Opposite with my kids 😂
I am still close to ds despite him having a partner and kids, we still do things together and speak every week

dd1 although we are still close, I barely see her and don’t speak much ( but when we do we speak for hours) her life is her partner.

i don’t mind, she’s done so well for herself and she lives in Scotland too now. I do miss her though

FishStreet · 11/06/2024 11:33

AnneLovesGilbert · 11/06/2024 10:36

It’s posted on here weekly and it’s obviously bollocks. A lot of women choose to expect less from their sons than their daughters. It’s not compulsory.

This. DS is only 12, but he sees his father actively engaging with his parents on a regular basis, seeing them briefly most weekdays when he’s not travelling for work, and will grow up seeing that as normal, and that your chromosomes/genitals don’t determine whether or not you maintain a good relationship with your parents in adulthood.

For the vast number of Mners’ sons, on the other hand, who grow up seeing their mothers bustling around doing the family stuff because men are ‘useless’ and can’t remember birthdays and need prompting to phone their mothers, I imagine the ‘prophecy’ may well be true.

caringcarer · 11/06/2024 11:39

It's old nonsense. I'm still very close to my 2 son's who are adults and that won't change. If you are nice to your adult DC they want to come to visit you. You just accept their partners are important to them and treat their partners with respect and well too. Then they have no reason to turn your son against you. I think some women don't treat their DiL as well as their daughters so that's how it starts.

loppu · 11/06/2024 11:39

No he isn't!

Your son is your son until he finds a wife
MrsSkylerWhite · 11/06/2024 11:41

Rubbish.

My SIL is on the phone with his parents at least daily and goes out of his way to help them.

I can’t imagine our loving son suddenly dropping us, either.

Revelatio · 11/06/2024 11:42

Not true here either. My husband sees his parents much more than his sister does. He takes our child to visit weekly. I see my parents about 4 times a year, but we do FaceTime. It’s due to location mainly. My brother speaks to our parents regularly, possibly more than me.

His parents are lovely people and we look forward to seeing them, but I leave all the arranging to him. It depends on the individual, how they’ve been brought up, how they’ve been shaped by society, not the sex of the person.

FuckoffeeBeforeCoffee · 11/06/2024 11:43

This comes up on here all the time and I hate it as I have two sons.

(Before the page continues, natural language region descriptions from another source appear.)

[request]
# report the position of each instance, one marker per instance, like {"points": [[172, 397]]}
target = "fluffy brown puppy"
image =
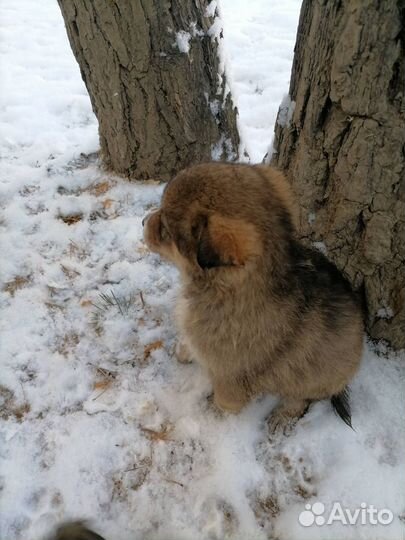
{"points": [[259, 310]]}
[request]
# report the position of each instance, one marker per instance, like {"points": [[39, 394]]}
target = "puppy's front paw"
{"points": [[182, 353], [281, 423], [284, 417]]}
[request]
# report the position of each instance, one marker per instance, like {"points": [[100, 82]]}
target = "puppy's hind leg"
{"points": [[284, 417], [229, 396]]}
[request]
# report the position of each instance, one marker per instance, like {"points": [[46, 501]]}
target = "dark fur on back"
{"points": [[75, 531], [261, 311], [341, 406]]}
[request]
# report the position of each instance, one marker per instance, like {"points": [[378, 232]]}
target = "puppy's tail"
{"points": [[341, 406]]}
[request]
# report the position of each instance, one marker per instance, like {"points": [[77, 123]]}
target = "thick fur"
{"points": [[259, 310]]}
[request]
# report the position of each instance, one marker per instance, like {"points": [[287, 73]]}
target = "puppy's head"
{"points": [[210, 219]]}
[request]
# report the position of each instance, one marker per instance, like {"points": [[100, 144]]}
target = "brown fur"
{"points": [[260, 311]]}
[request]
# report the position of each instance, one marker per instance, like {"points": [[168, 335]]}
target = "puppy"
{"points": [[260, 311]]}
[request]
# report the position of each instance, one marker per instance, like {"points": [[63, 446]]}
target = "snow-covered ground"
{"points": [[97, 418]]}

However, my husband sees his parents far more than I see mine, even though mine are four minutes away.

My brothers see my parents more often than I do, too.

TM1979 · 11/06/2024 11:52

My ds is 20 and going out with a girl 3 years now. Of course you see less of them and their priorities change but he’s still my son and that will never change. And mil did not lose her son when he married me! Nonsense.

Phantasmagorically · 11/06/2024 11:56

Irish men are mammies boyz 4 lyfe. So it definitely doesn't apply to to them.*

*yes, it's a sweeping generalisation, there are exceptions, but in general...

CissOff · 11/06/2024 12:01

It’s been true for the vast majority of men in my family - a combination of them being useless at keeping in touch and/or being weak and allowing their wives to domineer to the detriment of their relationships.